How different areas of the human auditory cortex represent the acoustic components of mixed speech was unknown. Until the research done by Columbia University’s Zuckerman Institute in New York, which was published in an October issue of Neuron. Studying how the brain focuses on a single speaker has positive implications for hearing aids.
This path of inquiry started when team leader Nima Mesgarani was a graduate student at the University of Maryland. He worked on an algorithm to convert the neural responses recorded from the brain back to the sound that elicited them.
“A question that came up for me at the time was what sound will be reconstructed from the brain if a listener is listening to a speaker in multi-talker scenarios?” he recalls. “Will we see the sound of all speakers in the reconstructions, or just the person the listener is focusing on? In 2012, we showed that the latter is the case. The brain filters out the competing speakers and selectivity represent the attended talker.”
In 2017, Mesgarani took his research a step further when he developed new speech processing algorithms to solve the speech separation problem in machines.
“These new algorithms are able to take the mixed voice of speakers that we have used in the training, and successfully separate them into different streams,” says Mesgarani. “This technology was instrumental for the 2017 paper, which compared the brain signals with the separated sound sources to identify and amplify the attended voice. A big limitation of this work was that we had to train on the speakers, which makes it hard to work with new speakers.”
In 2019, this limitation was removed by using a new speech separation algorithm that could work on new speakers never seen during the training of the network. The algorithm compares the brainwaves with the separated sources. It also amplifies the source that is most similar to the brain waves.
The team worked with eight volunteers who were undergoing electrode seizure monitoring as part of epilepsy treatment. It would have been too invasive to ask otherwise healthy individuals to undergo neurosurgery. Now Mesgarani says that his group and others have shown that decoding the attentional focus of a listener can be done from the non-invasive scalp and around-the-ear EEG. This method can, therefore, be used with a larger population of subjects and not only epilepsy patients.
Turns out the brain picks who it wants to hear in two separate steps. One area interprets both speakers’ voices. Neurons in a second area amplify the desired voice while dampening the second. Naturally, the whole process is super fast, taking place in about 150 milliseconds.

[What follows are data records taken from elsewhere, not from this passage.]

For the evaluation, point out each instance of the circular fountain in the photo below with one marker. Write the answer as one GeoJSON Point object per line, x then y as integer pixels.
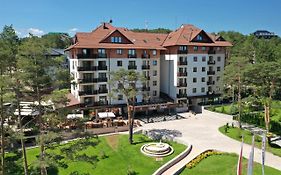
{"type": "Point", "coordinates": [157, 149]}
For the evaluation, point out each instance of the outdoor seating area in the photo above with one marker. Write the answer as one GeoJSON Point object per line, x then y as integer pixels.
{"type": "Point", "coordinates": [105, 123]}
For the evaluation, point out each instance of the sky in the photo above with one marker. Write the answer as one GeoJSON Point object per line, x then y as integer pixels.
{"type": "Point", "coordinates": [42, 16]}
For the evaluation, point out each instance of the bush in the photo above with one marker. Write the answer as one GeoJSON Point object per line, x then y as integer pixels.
{"type": "Point", "coordinates": [202, 156]}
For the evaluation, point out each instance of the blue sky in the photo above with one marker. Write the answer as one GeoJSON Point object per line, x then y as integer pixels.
{"type": "Point", "coordinates": [43, 16]}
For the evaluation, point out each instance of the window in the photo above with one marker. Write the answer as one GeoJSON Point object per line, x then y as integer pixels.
{"type": "Point", "coordinates": [120, 97]}
{"type": "Point", "coordinates": [199, 38]}
{"type": "Point", "coordinates": [131, 51]}
{"type": "Point", "coordinates": [154, 52]}
{"type": "Point", "coordinates": [218, 78]}
{"type": "Point", "coordinates": [183, 48]}
{"type": "Point", "coordinates": [218, 69]}
{"type": "Point", "coordinates": [194, 69]}
{"type": "Point", "coordinates": [119, 63]}
{"type": "Point", "coordinates": [203, 59]}
{"type": "Point", "coordinates": [193, 90]}
{"type": "Point", "coordinates": [195, 59]}
{"type": "Point", "coordinates": [155, 73]}
{"type": "Point", "coordinates": [119, 51]}
{"type": "Point", "coordinates": [202, 89]}
{"type": "Point", "coordinates": [203, 79]}
{"type": "Point", "coordinates": [115, 39]}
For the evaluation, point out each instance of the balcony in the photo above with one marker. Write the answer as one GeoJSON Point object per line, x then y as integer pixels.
{"type": "Point", "coordinates": [182, 85]}
{"type": "Point", "coordinates": [101, 67]}
{"type": "Point", "coordinates": [145, 56]}
{"type": "Point", "coordinates": [181, 95]}
{"type": "Point", "coordinates": [93, 104]}
{"type": "Point", "coordinates": [87, 68]}
{"type": "Point", "coordinates": [182, 52]}
{"type": "Point", "coordinates": [211, 62]}
{"type": "Point", "coordinates": [182, 74]}
{"type": "Point", "coordinates": [210, 72]}
{"type": "Point", "coordinates": [210, 82]}
{"type": "Point", "coordinates": [147, 77]}
{"type": "Point", "coordinates": [81, 56]}
{"type": "Point", "coordinates": [132, 67]}
{"type": "Point", "coordinates": [182, 63]}
{"type": "Point", "coordinates": [212, 52]}
{"type": "Point", "coordinates": [103, 91]}
{"type": "Point", "coordinates": [88, 80]}
{"type": "Point", "coordinates": [145, 88]}
{"type": "Point", "coordinates": [84, 93]}
{"type": "Point", "coordinates": [101, 55]}
{"type": "Point", "coordinates": [132, 55]}
{"type": "Point", "coordinates": [145, 66]}
{"type": "Point", "coordinates": [100, 80]}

This information on how the brain processes sound is relevant can be used to improve hearing aids. It’s important to note that at this point, the technology requires having some residual hearing.
“Our goal is to improve the baseline intelligibility in subjects,” Mesgarani says. “Hearing impaired subjects have a lower baseline, hence this method may work in situations that are less acoustically noisy. But the effect will be the same, which is improving their baseline hearing threshold. We have preliminary results that confirm that it is indeed possible to decode the attentional focus in hearing impaired listeners.”
In other words, current hearing aids utilizing this technology could theoretically pick up on a voice of the user’s choice. Cocktail parties and other scenarios would then be easier to navigate.
“…current hearing aids utilizing this technology could theoretically pick up on a voice of the user’s choice.”
Mesgarani has a different line of research that aims at more limited situations. For example, when someone is unable to communicate. In this case, the goal is to decode and synthesize speech directly from the subject’s neural recordings.
Another application of this technology is creating a device that connects directly to the brain. It would be similar to a cochlear implant. Mesgarani’s lab has a demo, which shows how it would work.
“This technology can ultimately result in smart hearing aids that track the brainwaves of the subject,” says Mesgarani. “These brain-controlled hearing devices, therefore, can have targeted filtering of the acoustic scene and therefore help the subject achieve his/her desired outcome.”